A common and obvious choice here usually goes under the name Naive Realism. According to this perspective, our senses reliably produce accurate information about the world around us — and, moreover, that these are the only means that we can regularly trust. So, whatever information we receive from our senses accurately describes reality and any beliefs which correspond to the data from our senses must therefore be “true.” Beliefs that don’t correspond with that data are therefore false.

There are a lot of problems with this view — it’s not called “Naive” Realism for nothing, after all. For one thing, we know for a fact that our senses don’t always produce 100% accurate information about the world around us. A variety of factors can contribute to errors in what we perceive and how we perceive it. A simple example of this would be the fact that when we put a stick part way into the water, we perceive it as bent because of the way the light interacts with water.

Adopting the perspective of Naive Realism might incline us to accept the information of our eyes as accurate, but that would be a mistake. The stick isn’t really bent. Other optical illusions can be more complicated, and that doesn’t even begin to touch upon the fact that our perception of the world isn’t always unmediated — it isn’t as if information goes directly into storage in the brain. Our expectations, assumptions, and past experiences all combine to affect what we perceive.

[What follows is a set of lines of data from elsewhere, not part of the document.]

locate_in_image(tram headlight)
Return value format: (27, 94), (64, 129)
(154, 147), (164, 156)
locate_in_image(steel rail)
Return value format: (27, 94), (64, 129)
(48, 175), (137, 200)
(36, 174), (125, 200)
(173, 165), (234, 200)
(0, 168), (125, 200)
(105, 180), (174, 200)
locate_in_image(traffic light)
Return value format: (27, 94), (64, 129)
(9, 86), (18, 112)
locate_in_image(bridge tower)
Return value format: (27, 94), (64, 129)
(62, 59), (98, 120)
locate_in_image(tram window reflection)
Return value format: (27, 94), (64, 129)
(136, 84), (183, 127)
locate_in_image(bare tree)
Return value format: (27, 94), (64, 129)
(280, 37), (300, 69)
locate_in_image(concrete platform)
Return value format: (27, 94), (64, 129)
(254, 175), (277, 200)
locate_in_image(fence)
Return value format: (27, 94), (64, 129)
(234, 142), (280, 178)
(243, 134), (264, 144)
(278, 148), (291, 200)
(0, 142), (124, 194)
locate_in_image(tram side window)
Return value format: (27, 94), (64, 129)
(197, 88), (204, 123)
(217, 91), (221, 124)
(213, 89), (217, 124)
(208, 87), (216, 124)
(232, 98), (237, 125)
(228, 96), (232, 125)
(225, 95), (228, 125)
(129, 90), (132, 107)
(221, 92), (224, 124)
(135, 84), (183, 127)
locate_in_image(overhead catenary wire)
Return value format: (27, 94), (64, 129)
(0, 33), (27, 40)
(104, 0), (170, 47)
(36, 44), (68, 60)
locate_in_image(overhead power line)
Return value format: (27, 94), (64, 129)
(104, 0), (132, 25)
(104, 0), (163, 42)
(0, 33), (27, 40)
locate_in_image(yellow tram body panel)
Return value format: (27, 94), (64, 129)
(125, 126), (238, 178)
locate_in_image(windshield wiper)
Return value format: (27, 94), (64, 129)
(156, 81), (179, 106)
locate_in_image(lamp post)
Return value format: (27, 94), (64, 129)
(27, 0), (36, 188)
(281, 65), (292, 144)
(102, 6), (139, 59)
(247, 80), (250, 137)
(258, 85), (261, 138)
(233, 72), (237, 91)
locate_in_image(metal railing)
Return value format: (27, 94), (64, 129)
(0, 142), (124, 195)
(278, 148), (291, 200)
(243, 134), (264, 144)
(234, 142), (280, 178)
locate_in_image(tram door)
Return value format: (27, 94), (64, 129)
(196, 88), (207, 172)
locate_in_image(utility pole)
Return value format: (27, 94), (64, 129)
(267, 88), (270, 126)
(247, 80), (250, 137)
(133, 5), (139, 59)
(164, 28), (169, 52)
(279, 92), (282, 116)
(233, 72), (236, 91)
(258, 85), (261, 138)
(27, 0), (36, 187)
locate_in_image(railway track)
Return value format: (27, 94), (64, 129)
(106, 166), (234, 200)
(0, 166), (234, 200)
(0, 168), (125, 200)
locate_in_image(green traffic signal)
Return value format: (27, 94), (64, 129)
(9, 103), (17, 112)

Another problem with Naive Realism is that it commonly ignores the possibility of determining the truth of ideas through means that aren’t directly through our senses. We have devices, for example, that can provide us with information about objects that are too small to see, too far away to see, that make sounds too high-pitched to hear, and so on. If we relied only on our ability to use our senses to immediately perceive the world around us, we would have to disregard such data — that, however, would be a mistake.

None of this should be taken to mean that Naive Realism is valueless or that its premises should be discarded completely. It’s not so much that our senses are unreliable (if they were, how could we survive?) but rather that they aren’t perfectly reliable and need to be verified by other sources. By itself, Naive Realism is a poor means for separating true beliefs from false beliefs — we need something more that allows us to move beyond our immediate sensations.